Microbiome Changes Drive the Dieting Yo-Yo Effect, Study Finds (smh.com.au)
wheelbarrio writes: We've known for a long time that diet-induced weight loss is rarely permanent but until now what has been a frustration for dieters has also been largely a mystery to scientists. A paper published today in the prestigious journal Nature presents good evidence that your gut microbiome may be to blame. Studying mice fed cycles of high-fat and normal diets, the authors found that the particular bacterial population that thrives in the high-fat regime persists in the gut even once the mice have returned to normal weight and normal metabolic function after a dieting cycle. This leaves them more susceptible to weight gain than control mice who were never overweight, when both populations are exposed to a cycle of high-fat diet. The details are fascinating, including the suggestion that dietary flavonoid supplementation might mitigate the effect. My guess is that this may end up being one of the most cited papers of the year, if not the decade.
It doesn't matter WHY it affects them differently, except as trivia.
Unless you intend to specifically analyse, combat and treat individual microbiomes in the stomach of every patient, you're not going to be able to do much else.
And, honestly, it STILL comes down to "YOU need to eat less". Short of individually tailored micromanagement of your gut, you're not going to ever really change what's in there.
And yet, eating less will force the gut bacteria that are less efficient to die off and more efficient ones to survive or be introduced. It's horrible, yes, but still the only way to lose weight is to EAT LESS.
The only possible use for such high-tech analysis? People who risk malnutrition through serious stomach disorders that mean it's otherwise impossible to lose weight without dying. And those people are INCREDIBLY rare.
People make excuses as much as they like, blame your parents, your upbringing, your fear of sticky food, your gut bacteria or whatever. If you want to lose weight you have to eat less and exercise more, and there's no way around that that a non-outlier person can achieve.
the authors found that the particular bacterial population that thrives in the high-fat regime persists in the gut even once the mice have returned to normal weight and normal metabolic function after a dieting cycle. This leaves them more susceptible to weight gain
Because this is why people get fat. From eating fat. In other news, eating sugar causes diabetes.
The research is to do with why dieting is rarely successful, not why people get fat.
Essentially: Eat badly, get fat, diet, lose weight, get the munchies all over again because your tummy is still hungry for fat.
So the mice gained weight when they were fed a crap diet. And, quelle surprise, when human porkers give up their short-lived attempts to stick to a Mediterranean diet and shove their noses back in the McDonald's trough, they pile back on the pounds.
Neither article says that the mice had a calorie-controlled diet. It seem far more likely that the gut microbiome changes have an impact on appetite.
You obviously didn't read the article you quoted.

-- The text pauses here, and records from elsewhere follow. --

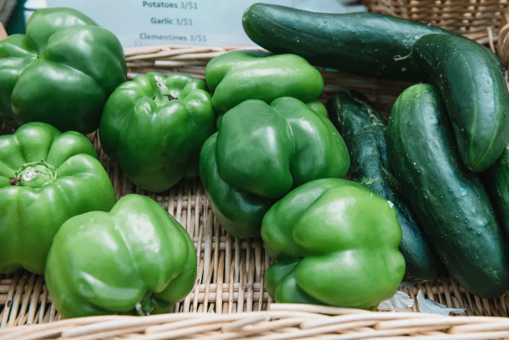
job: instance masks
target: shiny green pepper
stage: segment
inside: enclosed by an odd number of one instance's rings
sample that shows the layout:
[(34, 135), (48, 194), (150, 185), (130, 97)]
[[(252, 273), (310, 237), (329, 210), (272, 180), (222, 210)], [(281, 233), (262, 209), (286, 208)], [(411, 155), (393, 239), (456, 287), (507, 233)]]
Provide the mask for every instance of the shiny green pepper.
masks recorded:
[(113, 186), (97, 156), (84, 135), (45, 123), (0, 136), (0, 273), (42, 274), (62, 223), (113, 206)]
[(350, 166), (332, 123), (291, 97), (270, 105), (246, 100), (228, 111), (203, 145), (200, 174), (222, 227), (240, 238), (260, 234), (271, 205), (292, 188), (343, 177)]
[(194, 286), (188, 233), (148, 196), (69, 219), (55, 236), (44, 279), (64, 318), (169, 312)]
[(223, 113), (247, 99), (267, 103), (280, 97), (313, 102), (323, 91), (323, 78), (305, 59), (294, 54), (272, 55), (261, 50), (234, 50), (209, 61), (207, 84), (212, 104)]
[(111, 94), (99, 127), (105, 152), (139, 188), (164, 191), (197, 175), (200, 151), (215, 131), (205, 82), (183, 73), (136, 76)]
[(341, 178), (312, 181), (270, 208), (261, 230), (265, 273), (276, 302), (373, 309), (405, 273), (401, 228), (392, 203)]
[(26, 35), (0, 41), (0, 117), (15, 128), (40, 121), (89, 134), (126, 76), (115, 35), (75, 10), (38, 10)]

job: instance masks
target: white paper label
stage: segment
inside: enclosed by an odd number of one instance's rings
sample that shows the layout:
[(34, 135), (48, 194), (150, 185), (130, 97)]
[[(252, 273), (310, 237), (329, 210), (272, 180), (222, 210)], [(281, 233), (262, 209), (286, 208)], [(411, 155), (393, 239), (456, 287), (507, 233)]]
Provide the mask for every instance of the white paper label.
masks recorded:
[[(253, 0), (46, 0), (48, 7), (66, 7), (90, 16), (111, 31), (124, 47), (158, 45), (254, 46), (242, 28), (242, 14)], [(268, 4), (346, 11), (338, 0), (264, 0)]]

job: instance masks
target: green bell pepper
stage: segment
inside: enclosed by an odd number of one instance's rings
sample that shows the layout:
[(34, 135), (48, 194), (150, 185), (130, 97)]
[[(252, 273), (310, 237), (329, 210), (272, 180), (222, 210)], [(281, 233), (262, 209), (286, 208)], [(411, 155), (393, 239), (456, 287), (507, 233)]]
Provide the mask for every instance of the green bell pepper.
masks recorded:
[(342, 177), (349, 166), (330, 121), (283, 97), (270, 105), (246, 100), (228, 111), (202, 148), (200, 175), (222, 227), (244, 238), (259, 235), (264, 215), (293, 188)]
[(122, 45), (112, 33), (69, 8), (36, 11), (26, 34), (0, 41), (0, 117), (89, 134), (104, 103), (126, 80)]
[(260, 50), (235, 50), (212, 58), (205, 68), (212, 104), (223, 113), (247, 99), (270, 103), (280, 97), (315, 101), (323, 91), (322, 74), (304, 58)]
[(45, 123), (0, 136), (0, 273), (42, 274), (62, 223), (113, 206), (113, 186), (97, 156), (84, 135)]
[(308, 182), (263, 218), (265, 273), (276, 302), (373, 309), (392, 296), (405, 274), (401, 228), (392, 203), (341, 178)]
[(169, 312), (194, 286), (197, 258), (182, 225), (148, 196), (127, 195), (109, 212), (65, 222), (44, 279), (65, 318)]
[(104, 106), (99, 126), (105, 152), (117, 158), (139, 188), (161, 192), (197, 175), (200, 151), (215, 131), (205, 82), (157, 72), (119, 86)]

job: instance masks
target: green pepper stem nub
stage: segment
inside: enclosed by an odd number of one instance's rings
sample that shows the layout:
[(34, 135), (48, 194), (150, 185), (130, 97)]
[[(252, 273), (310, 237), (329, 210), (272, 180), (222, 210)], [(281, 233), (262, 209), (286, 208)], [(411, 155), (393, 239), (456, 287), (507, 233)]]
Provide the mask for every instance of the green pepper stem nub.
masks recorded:
[(11, 184), (37, 189), (56, 178), (56, 169), (54, 166), (44, 161), (37, 161), (22, 165), (14, 177), (11, 178)]

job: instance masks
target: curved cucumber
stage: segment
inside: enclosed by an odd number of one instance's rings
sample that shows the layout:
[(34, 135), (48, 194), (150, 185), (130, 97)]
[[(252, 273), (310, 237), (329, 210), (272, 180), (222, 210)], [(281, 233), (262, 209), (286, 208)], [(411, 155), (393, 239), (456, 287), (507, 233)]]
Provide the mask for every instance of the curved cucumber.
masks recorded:
[(440, 95), (413, 85), (389, 118), (389, 164), (449, 272), (469, 293), (493, 298), (509, 289), (509, 249), (486, 191), (461, 163)]
[(350, 152), (350, 179), (390, 201), (396, 208), (403, 232), (400, 251), (406, 263), (403, 280), (416, 282), (435, 278), (440, 261), (389, 170), (384, 119), (367, 98), (356, 91), (340, 91), (329, 102), (328, 109)]
[(412, 55), (445, 102), (463, 163), (486, 170), (509, 137), (509, 93), (498, 66), (484, 46), (443, 34), (420, 38)]
[(502, 156), (480, 176), (500, 223), (509, 232), (509, 146)]
[[(245, 11), (242, 25), (251, 40), (273, 53), (293, 53), (315, 66), (399, 80), (421, 78), (410, 56), (418, 39), (432, 33), (461, 36), (373, 12), (321, 13), (263, 3)], [(498, 57), (484, 48), (503, 69)]]

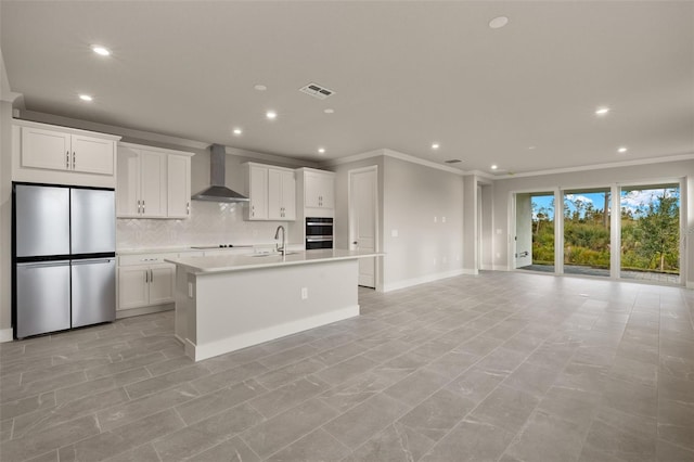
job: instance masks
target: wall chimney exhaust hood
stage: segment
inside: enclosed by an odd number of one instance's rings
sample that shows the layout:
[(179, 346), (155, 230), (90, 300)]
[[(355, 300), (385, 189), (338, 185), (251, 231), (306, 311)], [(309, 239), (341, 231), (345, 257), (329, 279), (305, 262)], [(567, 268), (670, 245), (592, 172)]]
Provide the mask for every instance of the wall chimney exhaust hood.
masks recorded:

"To test whether it was due to the microbiome, the researchers transferred the altered microbiomes into mice that had not previously been exposed to yo-yo diets - and here too they found unusually rapid and excessive weight gain when the mice were given high-fat foods."

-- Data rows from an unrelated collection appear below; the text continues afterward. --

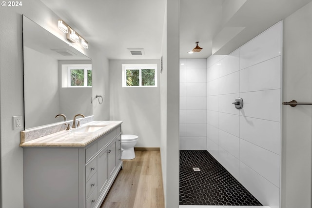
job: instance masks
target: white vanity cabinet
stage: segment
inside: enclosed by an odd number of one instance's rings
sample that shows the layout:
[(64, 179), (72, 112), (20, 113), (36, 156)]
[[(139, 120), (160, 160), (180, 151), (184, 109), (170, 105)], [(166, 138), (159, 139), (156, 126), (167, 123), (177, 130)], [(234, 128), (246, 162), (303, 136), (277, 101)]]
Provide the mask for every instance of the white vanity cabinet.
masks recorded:
[(23, 147), (24, 207), (99, 208), (119, 170), (121, 126), (86, 146)]

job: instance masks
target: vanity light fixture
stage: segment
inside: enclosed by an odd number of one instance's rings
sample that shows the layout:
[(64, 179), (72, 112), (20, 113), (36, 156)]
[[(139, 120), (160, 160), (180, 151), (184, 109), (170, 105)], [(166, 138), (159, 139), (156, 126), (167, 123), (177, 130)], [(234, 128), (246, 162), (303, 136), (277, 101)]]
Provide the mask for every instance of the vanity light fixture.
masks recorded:
[(65, 23), (62, 20), (58, 20), (58, 29), (64, 32), (65, 33), (68, 32), (68, 25)]
[(66, 39), (72, 42), (79, 42), (79, 35), (71, 28), (68, 27), (69, 31), (66, 34)]
[(85, 40), (83, 39), (81, 36), (79, 37), (81, 39), (81, 46), (85, 49), (88, 49), (88, 42)]
[[(71, 42), (78, 42), (80, 41), (80, 39), (81, 39), (81, 46), (85, 49), (88, 49), (88, 42), (64, 21), (62, 20), (58, 20), (58, 29), (66, 33), (66, 39)], [(72, 45), (70, 44), (69, 46)]]

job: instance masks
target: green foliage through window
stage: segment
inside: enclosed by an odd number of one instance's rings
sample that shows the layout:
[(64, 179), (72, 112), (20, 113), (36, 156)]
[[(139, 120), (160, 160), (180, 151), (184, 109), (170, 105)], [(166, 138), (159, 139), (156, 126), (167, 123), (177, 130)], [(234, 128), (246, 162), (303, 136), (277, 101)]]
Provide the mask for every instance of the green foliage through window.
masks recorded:
[(88, 86), (92, 86), (92, 70), (88, 70)]
[(83, 86), (84, 80), (84, 69), (71, 69), (71, 86)]
[(128, 69), (126, 70), (127, 86), (139, 86), (139, 70)]
[(122, 87), (157, 87), (157, 64), (122, 64)]
[(155, 85), (155, 69), (142, 69), (142, 85)]
[(71, 69), (70, 86), (92, 86), (92, 70), (86, 68)]

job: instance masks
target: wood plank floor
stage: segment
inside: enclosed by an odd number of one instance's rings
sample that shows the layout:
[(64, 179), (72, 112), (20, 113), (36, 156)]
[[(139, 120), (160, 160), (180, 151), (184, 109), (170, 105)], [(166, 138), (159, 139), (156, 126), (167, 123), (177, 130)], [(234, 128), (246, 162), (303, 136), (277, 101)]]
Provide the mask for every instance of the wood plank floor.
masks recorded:
[(100, 208), (163, 208), (160, 153), (136, 151), (133, 160), (123, 160)]

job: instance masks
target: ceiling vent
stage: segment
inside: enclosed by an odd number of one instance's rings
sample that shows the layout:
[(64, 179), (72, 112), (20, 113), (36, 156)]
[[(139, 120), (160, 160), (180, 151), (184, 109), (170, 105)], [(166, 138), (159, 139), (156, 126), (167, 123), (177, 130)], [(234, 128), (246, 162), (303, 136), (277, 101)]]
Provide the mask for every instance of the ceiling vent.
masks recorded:
[(140, 56), (145, 54), (144, 48), (128, 48), (128, 50), (130, 51), (133, 56)]
[(68, 49), (51, 49), (53, 51), (55, 51), (57, 53), (59, 53), (62, 56), (77, 56), (77, 54), (75, 53), (72, 52)]

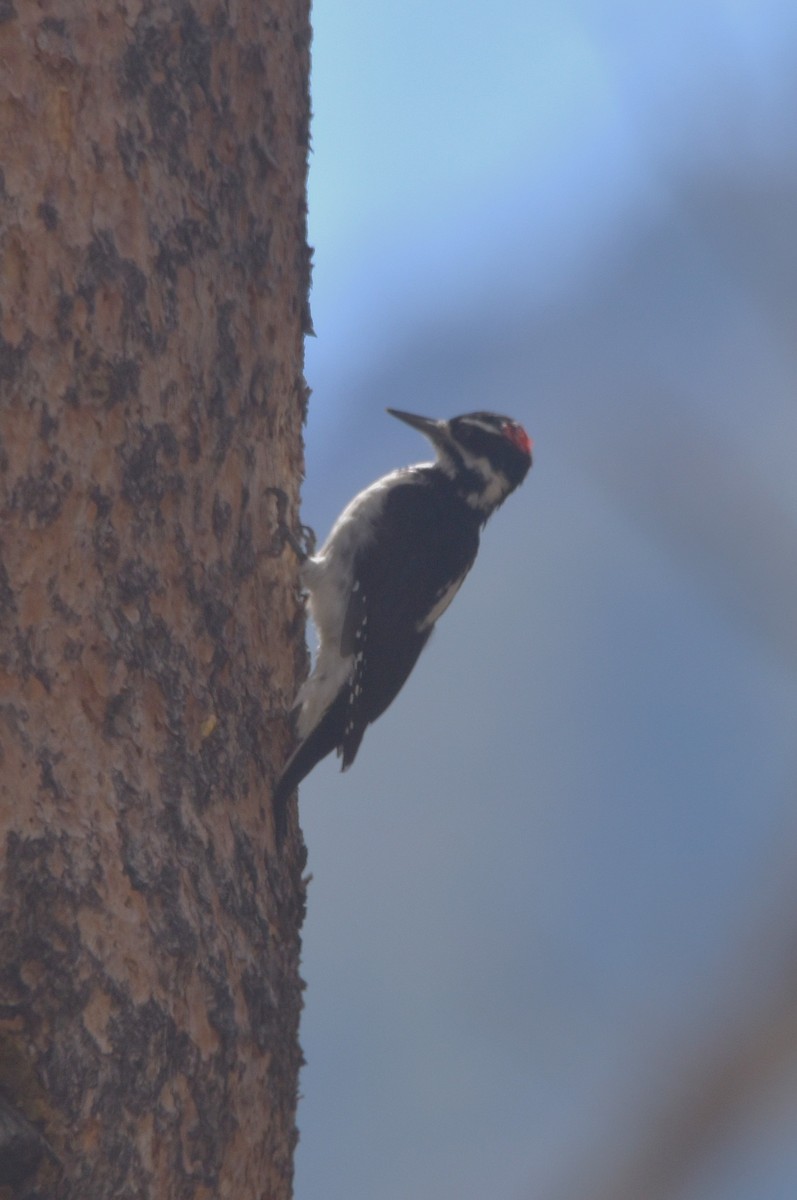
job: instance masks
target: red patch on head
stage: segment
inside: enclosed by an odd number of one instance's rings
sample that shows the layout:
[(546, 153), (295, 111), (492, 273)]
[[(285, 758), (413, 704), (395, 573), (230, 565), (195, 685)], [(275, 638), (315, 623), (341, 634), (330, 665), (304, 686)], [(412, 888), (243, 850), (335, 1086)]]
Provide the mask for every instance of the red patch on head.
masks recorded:
[(509, 438), (513, 445), (517, 446), (523, 454), (532, 457), (532, 450), (534, 449), (534, 443), (529, 438), (528, 433), (522, 425), (516, 425), (515, 421), (507, 421), (502, 433), (505, 438)]

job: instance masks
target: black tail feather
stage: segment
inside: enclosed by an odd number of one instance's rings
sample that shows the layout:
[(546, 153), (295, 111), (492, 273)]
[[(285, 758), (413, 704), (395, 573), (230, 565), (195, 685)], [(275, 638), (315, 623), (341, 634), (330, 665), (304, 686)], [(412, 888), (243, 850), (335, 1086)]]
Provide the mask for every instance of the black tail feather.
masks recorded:
[(313, 767), (341, 744), (346, 718), (346, 698), (344, 694), (337, 697), (335, 703), (324, 713), (312, 733), (296, 746), (282, 768), (282, 774), (272, 793), (277, 846), (281, 846), (284, 841), (288, 829), (288, 800)]

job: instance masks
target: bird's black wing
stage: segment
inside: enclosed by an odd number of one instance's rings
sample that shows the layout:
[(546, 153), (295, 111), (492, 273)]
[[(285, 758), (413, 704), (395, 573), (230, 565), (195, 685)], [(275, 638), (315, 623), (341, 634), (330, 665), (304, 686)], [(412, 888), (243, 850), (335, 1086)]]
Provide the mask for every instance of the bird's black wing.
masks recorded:
[(367, 725), (401, 691), (435, 620), (473, 565), (479, 527), (478, 515), (444, 479), (408, 481), (388, 492), (378, 534), (354, 564), (356, 586), (343, 623), (341, 652), (355, 656), (338, 743), (343, 769)]

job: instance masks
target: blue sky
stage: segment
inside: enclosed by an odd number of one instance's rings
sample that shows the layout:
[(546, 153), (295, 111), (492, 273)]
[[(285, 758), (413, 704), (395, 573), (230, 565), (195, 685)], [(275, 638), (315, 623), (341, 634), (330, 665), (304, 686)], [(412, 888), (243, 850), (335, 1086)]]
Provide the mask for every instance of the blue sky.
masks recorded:
[[(797, 10), (341, 10), (304, 518), (426, 456), (388, 404), (509, 412), (537, 455), (302, 787), (296, 1195), (619, 1200), (795, 932)], [(667, 1195), (797, 1194), (784, 1060)]]

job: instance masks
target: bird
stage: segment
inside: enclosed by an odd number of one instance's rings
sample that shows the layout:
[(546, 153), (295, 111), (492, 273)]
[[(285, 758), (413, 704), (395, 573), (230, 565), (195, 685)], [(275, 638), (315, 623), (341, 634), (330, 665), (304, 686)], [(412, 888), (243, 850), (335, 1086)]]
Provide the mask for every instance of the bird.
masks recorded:
[(332, 750), (342, 770), (354, 762), (473, 566), (487, 518), (532, 466), (532, 439), (509, 416), (388, 413), (429, 438), (435, 461), (392, 470), (355, 496), (317, 553), (292, 540), (318, 650), (294, 703), (299, 743), (272, 793), (277, 841), (287, 803), (313, 767)]

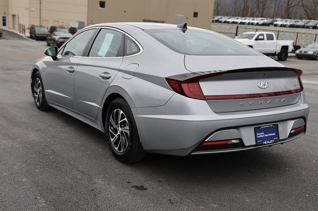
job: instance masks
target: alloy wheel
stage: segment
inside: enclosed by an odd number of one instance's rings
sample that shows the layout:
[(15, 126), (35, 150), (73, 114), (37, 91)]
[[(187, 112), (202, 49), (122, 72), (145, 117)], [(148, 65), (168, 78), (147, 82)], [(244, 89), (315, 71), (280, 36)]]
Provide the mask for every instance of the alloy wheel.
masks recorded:
[(41, 81), (39, 78), (37, 78), (33, 84), (33, 94), (34, 100), (37, 106), (40, 106), (42, 99), (42, 89)]
[(109, 117), (108, 130), (110, 142), (117, 153), (125, 152), (129, 143), (129, 124), (124, 112), (120, 109), (113, 111)]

The amount of weight gained on a given diet depended on the gut biome of the mouse more than the calorific content of their diet.

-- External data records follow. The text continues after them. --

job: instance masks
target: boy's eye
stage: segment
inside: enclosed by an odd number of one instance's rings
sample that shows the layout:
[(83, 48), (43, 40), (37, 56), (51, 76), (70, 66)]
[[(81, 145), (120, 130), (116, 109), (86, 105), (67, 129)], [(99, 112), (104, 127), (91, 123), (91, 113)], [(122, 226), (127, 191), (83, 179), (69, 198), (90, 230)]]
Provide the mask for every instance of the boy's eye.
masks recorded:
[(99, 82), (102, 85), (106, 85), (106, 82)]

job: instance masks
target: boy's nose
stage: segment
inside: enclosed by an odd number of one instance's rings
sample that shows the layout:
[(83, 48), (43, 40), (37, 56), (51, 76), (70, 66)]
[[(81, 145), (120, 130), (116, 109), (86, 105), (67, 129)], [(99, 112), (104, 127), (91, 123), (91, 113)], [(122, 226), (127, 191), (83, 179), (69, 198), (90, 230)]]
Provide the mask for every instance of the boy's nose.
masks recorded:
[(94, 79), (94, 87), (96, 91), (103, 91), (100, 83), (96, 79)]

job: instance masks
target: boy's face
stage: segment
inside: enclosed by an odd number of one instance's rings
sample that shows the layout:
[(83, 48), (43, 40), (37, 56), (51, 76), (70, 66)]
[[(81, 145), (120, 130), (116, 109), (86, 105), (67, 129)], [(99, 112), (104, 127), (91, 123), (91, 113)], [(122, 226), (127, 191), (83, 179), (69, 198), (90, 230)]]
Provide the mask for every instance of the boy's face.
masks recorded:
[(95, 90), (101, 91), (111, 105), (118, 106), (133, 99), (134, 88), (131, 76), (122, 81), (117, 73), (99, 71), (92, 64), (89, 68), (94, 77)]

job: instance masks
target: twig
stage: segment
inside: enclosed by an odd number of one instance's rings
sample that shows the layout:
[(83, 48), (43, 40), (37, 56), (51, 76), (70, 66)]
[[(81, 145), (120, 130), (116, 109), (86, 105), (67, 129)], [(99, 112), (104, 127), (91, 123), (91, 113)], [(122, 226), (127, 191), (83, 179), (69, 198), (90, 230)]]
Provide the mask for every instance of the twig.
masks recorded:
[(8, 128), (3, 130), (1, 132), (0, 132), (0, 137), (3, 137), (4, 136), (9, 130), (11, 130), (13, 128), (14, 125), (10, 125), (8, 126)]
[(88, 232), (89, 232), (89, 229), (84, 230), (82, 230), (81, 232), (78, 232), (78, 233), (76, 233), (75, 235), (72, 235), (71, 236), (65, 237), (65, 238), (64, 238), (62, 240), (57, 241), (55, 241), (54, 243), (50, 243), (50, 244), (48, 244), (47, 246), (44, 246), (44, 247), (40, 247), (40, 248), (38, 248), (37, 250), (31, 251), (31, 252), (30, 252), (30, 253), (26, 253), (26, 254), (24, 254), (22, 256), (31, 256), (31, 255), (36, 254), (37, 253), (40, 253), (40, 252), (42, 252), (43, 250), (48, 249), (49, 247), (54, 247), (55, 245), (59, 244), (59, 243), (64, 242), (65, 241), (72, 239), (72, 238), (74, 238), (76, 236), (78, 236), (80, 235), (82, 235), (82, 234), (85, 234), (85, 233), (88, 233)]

Troll was rated Troll because he trolled (yes, he touched a nerve - but that's part of trolling).
The underlying premise of the article is your gut is an extension of your neural and hormonal systems. Change its ecosystem's chemistry, and you'd think better and eat better. Have more fruit and vegetables, and your health will improve in a non-linear fashion - more than can be explained by better nutrition alone.